In Italia poi in quel 34 per cento di proprietà pubblica ci sono soprattutto comuni, per la maggior parte piccoli comuni di montagna che già faticano a mantenere i servizi essenziali. I sindaci non hanno mezzi, competenze e soldi per gestire un patrimonio così esteso, ma negli ultimi anni qualcuno ha iniziato ad affidare tutto alle associazioni forestali. C’è ancora molto da fare, visto che solo il 10 per cento delle foreste è pianificato, ovvero ne viene gestita la manutenzione.
La visione più generale, ovvero stimolare una gestione più attenta, spetterebbe alle regioni a cui negli anni Settanta è stata affidata la competenza delle foreste. C’è però un problema, anzi il problema: le decisioni e gli investimenti su una foresta hanno effetti tra almeno una decina d’anni, se non di più. I soldi e gli sforzi vanno quindi su altro. «La visione sul lungo periodo è merce rara. Le piante non votano», dice Pettenella.
L’abbandono ha anche un’altra conseguenza: le foreste italiane non gestite non possono fornire legno alle aziende italiane, che sono costrette a comprarlo dall’estero e importarlo con treni o camion.
Nonostante oltre un terzo della superficie sia ricoperto da boschi e nonostante il settore della produzione di mobili sia tra i più quotati al mondo, l’Italia importa circa l’80 per cento del legno che le serve. Il legname semilavorato proviene da Austria, Francia, Svizzera e Germania. In Italia viene prodotto quasi solo legname industriale grezzo, di scarso valore.

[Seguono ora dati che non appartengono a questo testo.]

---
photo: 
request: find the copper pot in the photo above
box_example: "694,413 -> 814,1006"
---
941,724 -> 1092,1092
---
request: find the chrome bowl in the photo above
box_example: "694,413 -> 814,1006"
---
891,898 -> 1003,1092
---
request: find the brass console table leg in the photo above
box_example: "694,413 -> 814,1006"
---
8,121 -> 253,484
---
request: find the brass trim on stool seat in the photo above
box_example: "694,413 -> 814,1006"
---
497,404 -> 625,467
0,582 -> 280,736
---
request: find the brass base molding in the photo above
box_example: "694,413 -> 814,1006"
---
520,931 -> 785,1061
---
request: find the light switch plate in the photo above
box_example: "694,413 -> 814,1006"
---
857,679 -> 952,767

Una delle iniziative più concrete e interessanti portate avanti in Italia per aiutare i piccoli proprietari a dare un senso al loro bosco si chiama forest sharing. È una piattaforma sviluppata dall’università di Firenze che mette in contatto proprietari e tecnici forestali con l’obiettivo di formare aggregazioni o associazioni sul modello scandinavo, evitando così di abbandonare i boschi a loro stessi. Finora si sono iscritte circa 2.600 persone per un totale di circa 28mila ettari, 280 chilometri quadrati.

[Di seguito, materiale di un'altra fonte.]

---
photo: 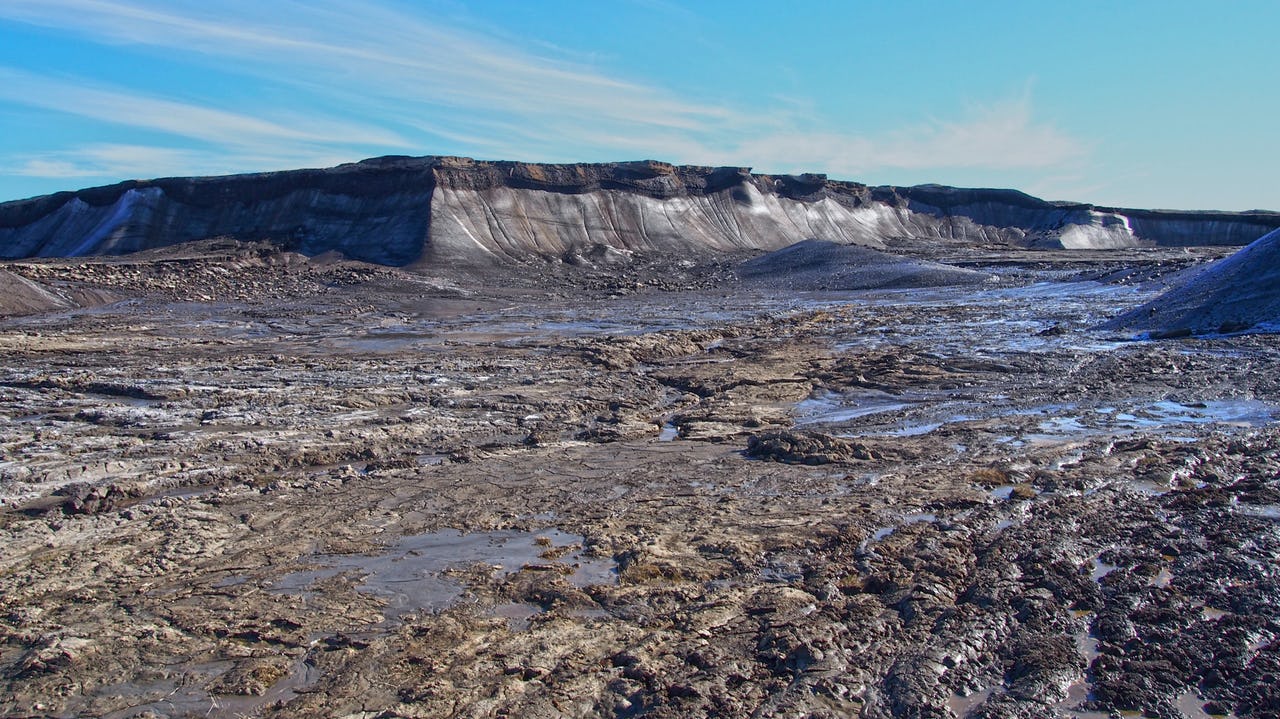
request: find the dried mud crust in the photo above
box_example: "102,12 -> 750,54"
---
0,249 -> 1280,718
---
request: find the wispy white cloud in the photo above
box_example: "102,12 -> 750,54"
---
733,95 -> 1092,175
0,143 -> 347,179
0,67 -> 407,146
0,0 -> 1092,184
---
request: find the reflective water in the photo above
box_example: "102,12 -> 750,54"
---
271,530 -> 617,619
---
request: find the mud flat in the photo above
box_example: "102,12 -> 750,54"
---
0,243 -> 1280,718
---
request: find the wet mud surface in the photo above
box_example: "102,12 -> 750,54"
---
0,244 -> 1280,718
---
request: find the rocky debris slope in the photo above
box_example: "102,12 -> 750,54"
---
737,239 -> 992,290
1102,223 -> 1280,338
0,157 -> 1280,266
0,270 -> 118,317
0,247 -> 1280,719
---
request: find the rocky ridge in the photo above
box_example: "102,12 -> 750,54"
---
0,156 -> 1280,266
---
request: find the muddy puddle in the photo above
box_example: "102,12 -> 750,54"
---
270,528 -> 617,620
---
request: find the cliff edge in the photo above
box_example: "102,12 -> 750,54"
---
0,156 -> 1280,266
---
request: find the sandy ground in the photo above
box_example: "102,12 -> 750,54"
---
0,247 -> 1280,718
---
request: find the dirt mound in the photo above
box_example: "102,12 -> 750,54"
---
1101,223 -> 1280,338
0,270 -> 76,316
737,239 -> 991,290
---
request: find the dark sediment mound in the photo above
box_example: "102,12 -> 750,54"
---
746,431 -> 876,464
739,239 -> 991,290
0,156 -> 1280,266
1102,230 -> 1280,338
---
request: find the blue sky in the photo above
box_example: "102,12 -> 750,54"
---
0,0 -> 1280,210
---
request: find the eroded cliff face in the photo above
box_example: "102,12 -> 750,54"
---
0,157 -> 1280,266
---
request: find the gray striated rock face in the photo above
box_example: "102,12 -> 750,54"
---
1102,223 -> 1280,338
737,239 -> 992,290
0,157 -> 1280,266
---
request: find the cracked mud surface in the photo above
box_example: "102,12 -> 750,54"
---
0,244 -> 1280,718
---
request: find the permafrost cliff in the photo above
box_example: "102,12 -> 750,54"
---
0,157 -> 1280,266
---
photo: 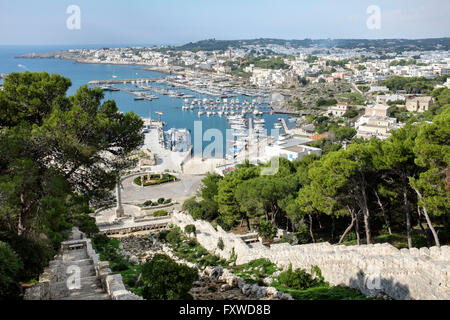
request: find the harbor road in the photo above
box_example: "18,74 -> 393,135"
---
122,174 -> 205,204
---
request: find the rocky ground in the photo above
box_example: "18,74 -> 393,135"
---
114,235 -> 292,300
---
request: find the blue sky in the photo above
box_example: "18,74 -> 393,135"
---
0,0 -> 450,45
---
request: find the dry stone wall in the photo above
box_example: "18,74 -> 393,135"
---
172,211 -> 450,300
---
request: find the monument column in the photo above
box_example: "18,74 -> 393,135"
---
116,179 -> 125,218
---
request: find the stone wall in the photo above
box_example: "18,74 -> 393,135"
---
24,230 -> 142,300
172,211 -> 450,300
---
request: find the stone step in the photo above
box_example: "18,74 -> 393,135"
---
61,293 -> 111,300
63,249 -> 88,262
50,276 -> 104,300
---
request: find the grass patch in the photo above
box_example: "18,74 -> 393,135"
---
134,173 -> 177,187
232,259 -> 373,300
273,284 -> 373,300
158,227 -> 228,267
92,235 -> 142,296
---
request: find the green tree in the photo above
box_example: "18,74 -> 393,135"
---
0,241 -> 23,298
142,254 -> 198,300
375,124 -> 418,248
410,106 -> 450,246
0,72 -> 143,241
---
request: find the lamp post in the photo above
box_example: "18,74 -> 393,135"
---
116,178 -> 125,218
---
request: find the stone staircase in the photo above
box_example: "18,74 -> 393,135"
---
24,229 -> 142,300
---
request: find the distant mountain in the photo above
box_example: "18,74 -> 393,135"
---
171,38 -> 450,52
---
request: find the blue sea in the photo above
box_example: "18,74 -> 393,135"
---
0,45 -> 287,155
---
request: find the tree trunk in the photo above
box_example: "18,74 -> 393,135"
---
414,188 -> 441,247
17,191 -> 28,236
355,212 -> 361,246
331,215 -> 336,243
417,204 -> 432,247
339,208 -> 359,244
308,214 -> 316,243
374,189 -> 392,235
361,185 -> 371,244
403,182 -> 412,249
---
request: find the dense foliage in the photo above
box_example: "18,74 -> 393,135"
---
142,254 -> 198,300
184,97 -> 450,247
0,72 -> 143,298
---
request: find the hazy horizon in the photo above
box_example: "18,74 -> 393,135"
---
0,0 -> 450,46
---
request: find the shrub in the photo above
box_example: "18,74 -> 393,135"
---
295,221 -> 311,244
153,210 -> 169,217
0,232 -> 56,281
111,260 -> 128,272
278,264 -> 322,290
258,220 -> 278,240
143,200 -> 153,207
189,200 -> 218,221
126,278 -> 136,287
0,241 -> 23,297
72,213 -> 99,238
217,238 -> 225,250
158,230 -> 169,241
166,228 -> 181,245
184,224 -> 197,235
142,254 -> 198,300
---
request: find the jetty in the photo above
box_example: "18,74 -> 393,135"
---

Man mano che in un territorio iniziano a colorarsi pezzi della mappa si può capire se è possibile formare un’aggregazione, anche tra privato e pubblico. «Poi non è detto che bisogna per forza farci qualcosa, con quei boschi: si possono anche lasciare liberi di evolvere, se sono sani», dice Francesca Giannetti, ricercatrice dell’università di Firenze che lavora a forest sharing. «Il problema è non sapere cosa sta succedendo, come capita quasi sempre ai proprietari. Molti ci ringraziano perché finalmente grazie a noi riescono a sapere dov’è davvero il loro bosco».
Qualche aggregazione è già nata. Nell’Appennino pistoiese, in Toscana, l’associazione Campeda Futura ha coinvolto 14 proprietari di castagneti abbandonati che sono stati ripuliti e ora vengono curati. In Sardegna alcune cooperative sono tornate a gestire sugherete divise tra tanti piccoli proprietari. In totale, sfruttando bandi ministeriali italiani e fondi europei, sono state finanziate 36 associazioni.